As a caveat, illegal internet-distributed chemical agents are sold for lifestyle and tanning purposes under false pretences using the false name of afamelanotide, or its previous names and, in the medical literature, serious conditions associated with the use of these compounds have been described [6470]. As we did not observe any of the pathologies reported from these illegally-distributed compounds, and after having implanted more than 1000 implants of the genuine afamelanotide drug, we assume that the reported adverse effects of the illegal compounds are elicited by toxic additives or impurities that may be contained in those preparations, besides some kind of α-MSH-like peptides.

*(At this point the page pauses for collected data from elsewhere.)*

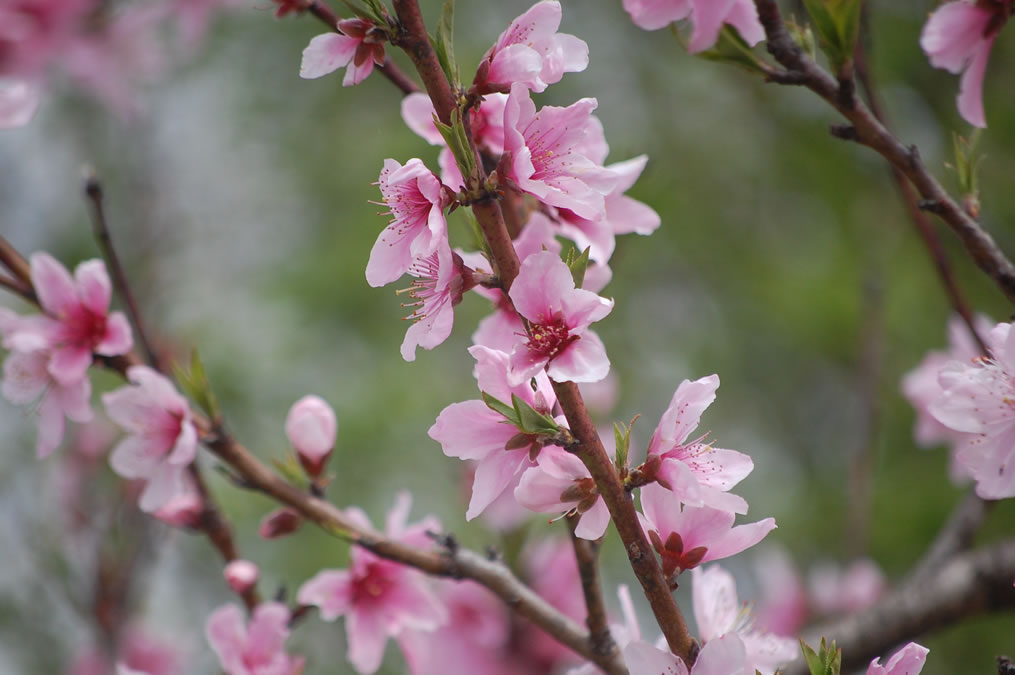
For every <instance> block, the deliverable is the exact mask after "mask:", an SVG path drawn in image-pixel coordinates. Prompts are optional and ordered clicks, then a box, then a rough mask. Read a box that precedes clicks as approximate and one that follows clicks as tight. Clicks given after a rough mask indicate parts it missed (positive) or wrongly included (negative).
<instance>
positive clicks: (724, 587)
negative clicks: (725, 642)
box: [691, 564, 800, 675]
mask: <svg viewBox="0 0 1015 675" xmlns="http://www.w3.org/2000/svg"><path fill="white" fill-rule="evenodd" d="M691 580H692V599H693V603H694V620H695V621H696V622H697V626H698V633H699V634H700V637H701V642H702V643H704V644H705V645H707V644H708V643H711V642H712V640H714V639H717V638H719V637H722V636H723V635H727V634H730V633H735V634H737V635H738V636H739V637H740V639H741V642H742V643H743V644H744V651H745V656H746V662H745V670H746V672H748V673H753V672H755V671H759V672H760V673H761V675H771V674H772V673H773V672H774V671H775V669H776V668H777V667H780V666H783V665H786V664H788V663H790V662H791V661H793V660H794V659H796V658H797V657H798V656H800V648H799V647H798V646H797V640H795V639H792V638H789V637H780V636H777V635H772V634H769V633H763V632H761V631H759V630H756V629H755V628H754V626H753V620H752V619H751V616H750V613H749V611H748V610H747V608H746V607H742V606H740V604H739V603H738V601H737V586H736V583H735V582H734V580H733V576H732V575H731V573H730V572H728V571H726V570H725V569H723V568H722V567H721V566H719V565H718V564H714V565H709V566H708V567H707V568H704V567H696V568H694V569H691Z"/></svg>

In conclusion, all current clinical observations and reports support a very benign safety profile of afamelanotide.

6.2 Immunogenicity

In recent years, it has been observed that biological drugs could elicit an immunogenic reaction in a treated human. The 13-amino acid peptide afamelanotide has a very low molecular weight of only 1647 Da compared with other biological drugs. This low weight reduces the risk of eliciting antibodies, as long as no aggregates are released into the organism [71, 72]. On the other hand, the repeated administration of afamelanotide can potentially increase the risk of provoking an immunogenic response. The existence of both antidrug antibodies and neutralizing antibodies were tested during long-term treatment of EPP patients [73, 74]. Pre-existing immunoreactivity was found in some patients and this immunoreactivity was seen against both afamelanotide and the physiological hormone α-MSH. A similar reactivity of some human sera against α-MSH has been previously described [75]. The reactivity in those EPP patients with pre-existing immunoreactivity did not increase during the repeated application of afamelanotide. Moreover, none of these sera had a neutralizing effect against the activity of afamelanotide in mouse melanoma cells transfected with the human MC1R. These data exclude the fact that afamelanotide induces immunogenic reactions during prolonged application.

7 Conclusion

In a slow-release formulation, afamelanotide, a highly active α-MSH analogue, has proven to be effective in a number of skin disorders, most likely due to its combined effects on skin pigmentation, immunomodulation, enhancement of antioxidant activity and DNA repair. Adverse effects were mild and no late sequelae after early high doses or prolonged application were encountered.